I and my noble friend Lady Thomas are both disabled people under every term of the Act, but our problems in day-to-day life could not be more different. As the noble Baroness, Lady Flather, said, if you have a disability—in my case, dyslexia—you often have to plan to do the normal differently. I am in a total mess if the voice-operated system on my computer breaks down. I cannot function as a normal Member of this House because I do not have access to email. It does not happen very often, but it does happen. Suddenly everything changes.

The perceptions of disabilities always exist in certain contexts. For example: “everyone in a wheelchair is only affected by transport”. That is something I went through many a time on many a Bill. “Dyslexia”, my own disability, “affects you only in the education system”. Both perceptions are patently absurd under any examination.

I recently took part, in the company of Barry Sheerman MP, in a commission on the neuro-diverse community and recruitment. We discovered—I throw this in merely to explain the great diversity—that the neuro-diverse community has tremendous difficulty with big-firm recruitment. It uses a series of online tests that we are bad at. I suspect that nobody else in this Room knew that, although you should have read our commission’s report. The difference is there and although all the other sectors here will have a great degree of difference, it is greater still. Many of the disabilities in the two groups which are to be discussed in the next debate have a great diversity of influence.

I have given the Minister warning of this question, although not much because I probably sent it to the wrong email account. I ask her: is there any evidence that the new approach is working better? I ask because that approach is not one that is reassuring to the huge and diverse disability communities—not “community”. We need to know that there is something working better and that information is getting out there. That is the important bit. Unless the Government can give us that assurance, we are going to have problems because we do not know what is happening.

Also, if your Lordships are looking at this huge, diverse and multifaceted group of things, yes, every disabled person happens to belong to at least one of the other groups in the commission but they will have little turns and changes in emphasis as things are gone through. Everything will be that little bit more complicated and, as my noble friend already said, we need to take some positive action to adopt this. Most bits of that action are actually much easier than people think, certainly with modern technology, but it still has to be taken. Somebody still has to be told that it is their duty to take it and, most of the time, it is my experience that people have to be shown that they can deal with the problem fairly easily.

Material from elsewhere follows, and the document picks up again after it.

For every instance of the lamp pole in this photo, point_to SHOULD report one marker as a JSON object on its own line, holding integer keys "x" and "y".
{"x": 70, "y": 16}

In my professional life—I have to declare an interest here as chairman of Microlink, which deals with disability adaptation—often merely the structural changes in how something is paid for make life easier. For instance, it is often cheaper to do it without referring to somebody else’s budget and putting a central core down, but that is for another day. We need that reassurance that the information is getting through and that there is a central point, which is going down. If we do not have this, we will come back to this subject. We need the reassurance that it works, so is it being tested and, if so, how? What are the results? Make those public and we can move on.